Teens Learn Consequences of Distracted and Impaired Driving Before Prom Night


Prom night can give teens an expectation of a glamorous night out with their school chums.  For several hundred Cape Fear High School seniors, their Thursday afternoon arrived with a sobering pre-prom safety message thanks to Trooper Deric Reed of Troop B, Fayetteville.

“Put the phones down and don’t drink,” Trooper Reed instructed the senior class assembled in the gymnasium.  “Stop and think: If you would laugh at someone else for doing what you’re about to do, don’t do it.”

The teens sat silently as gruesome film clips showed teens being hurtled around in slow motion when their speeding car hit another vehicle.  They saw photos of severed limbs.  They heard an Emergency Medical Service worker say that looking down while driving and typing LOL on a cell phone is the equivalent to having consumed four beers, then driving.  A district court judge said he would take a teen’s driver’s license if they were charged with distracted driving, impaired driving or possessing alcohol, and he would impound the car even if it belonged to the parents. 

“If you blow anything above a zero, I will take your driver’s license,” Judge Lou Olivera said.  “Do not hold a buddy’s alcohol.  I will take your driver’s license.”
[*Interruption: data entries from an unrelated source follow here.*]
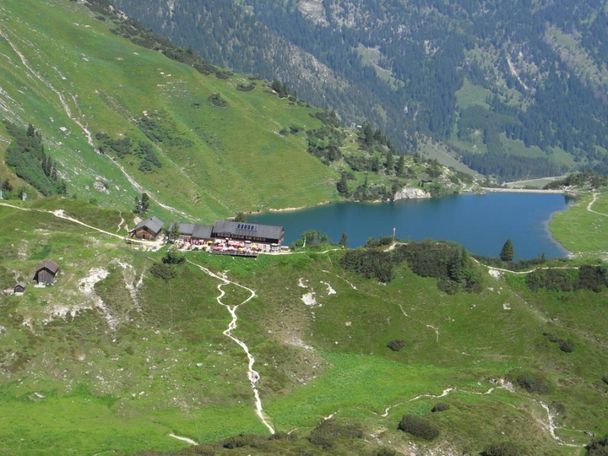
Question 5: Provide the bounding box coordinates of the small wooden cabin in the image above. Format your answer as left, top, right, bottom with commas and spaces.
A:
129, 217, 165, 241
33, 260, 59, 285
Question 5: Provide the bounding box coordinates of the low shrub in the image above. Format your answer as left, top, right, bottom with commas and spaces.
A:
268, 432, 296, 441
340, 249, 393, 283
559, 339, 574, 353
308, 420, 363, 450
585, 435, 608, 456
515, 373, 550, 394
236, 82, 255, 92
162, 249, 186, 264
209, 93, 228, 108
480, 442, 524, 456
375, 448, 398, 456
365, 236, 394, 249
386, 339, 406, 351
191, 445, 215, 456
526, 265, 608, 293
431, 402, 450, 413
398, 415, 439, 440
222, 434, 268, 450
543, 333, 574, 353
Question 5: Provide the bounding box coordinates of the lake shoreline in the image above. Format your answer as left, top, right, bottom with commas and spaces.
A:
249, 192, 569, 259
481, 187, 568, 195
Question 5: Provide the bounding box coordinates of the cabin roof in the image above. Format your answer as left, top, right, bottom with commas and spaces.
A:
213, 221, 285, 240
192, 225, 213, 239
131, 217, 165, 234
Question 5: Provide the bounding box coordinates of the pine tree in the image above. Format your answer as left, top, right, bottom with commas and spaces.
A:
336, 173, 348, 196
500, 239, 514, 261
340, 233, 348, 248
396, 155, 405, 177
386, 150, 395, 174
The gymnasium presentations were the first part of the Keys to Life Program that started in 2001.  The purpose is to heighten awareness of high school and college students to the consequences of underage alcohol use, particularly around special events such as proms or graduations.

After hearing from the officials, the assembly moved to Cape Fear High’s football stadium to watch several theater students play the roles of teens involved in a horrific pre-staged accident.  EMS, first to arrive at the mock accident, put white sheets over two of the teens who had been thrown from the car.  The local fire department soon arrived and began cutting the car apart to release two seriously-injured teens from the vehicle.  State Highway Patrol Trooper Alan Humphrey arrived, investigated the accident and administered the Breathalyzer test to the teen driver.  He handcuffed her and placed her in the patrol car to take to jail.

Students were visibly moved by the scene, and afterwards several stopped to thank Trooper Reed for the presentation.

Reed, who works third shift in Fayetteville, coordinated this year’s event at Cape Fear High.  He said the hardest part is getting together representatives of EMS, the fire department, Cumberland County Sheriff’s Office, Cumberland County’s 911 Communications Center, Alcohol Law Enforcement and the University of North Carolina Hospital’s life flight liaison.

“Getting all these busy agencies to cut out 30 minutes of their time to meet is monumental,” Reed said.  “There are a lot of phone calls, a lot of e-mails and a lot of questions from school administrators.  It’s a pretty big feat to get everyone together.”

Reed had participated in the Keys to Life Program when ALE Agent Derwin Brayboy was spearheading the events seven years ago.  ALE became overwhelmed with other duties, so Brayboy asked if the Highway Patrol could take over.  Reeds’ first sergeant approached him about presenting the programs.  Having covered gruesome wrecks himself, Reed was glad to be able to set up a program that can make teens aware of life or death choices.  He began with his own alma mater, South View High School.

“Staff from the school last year said that the program hammered a point home to the students – that driving drunk and getting killed was something they didn’t want to do,” Reed said. “I like changing minds and attitudes.  If I can change one person’s attitude out of 800, it’s still a victory.”

Reed is pushing to set up two Keys to Life programs per year in Cumberland County. 

Mothers Against Drunk Driving presented Reed with a third place award last year for making 154 Driving While Intoxicated arrests.  He works by himself on the third shift and Tuesday night he stopped a speeding motorcyclist who blew a .25, and he was incredulous. 

“As far back as I can remember, I wanted to be a law enforcement officer,” Reed said.  “In high school, I was always attracted to the Highway Patrol’s image and what they stood for.”

Reed joined the U.S. Army and was a military policeman.  When he got out of the army in 1998, he joined the Cumberland County Sheriff’s Office and was a sergeant working the road.  He has been with the State Highway Patrol since February 2005.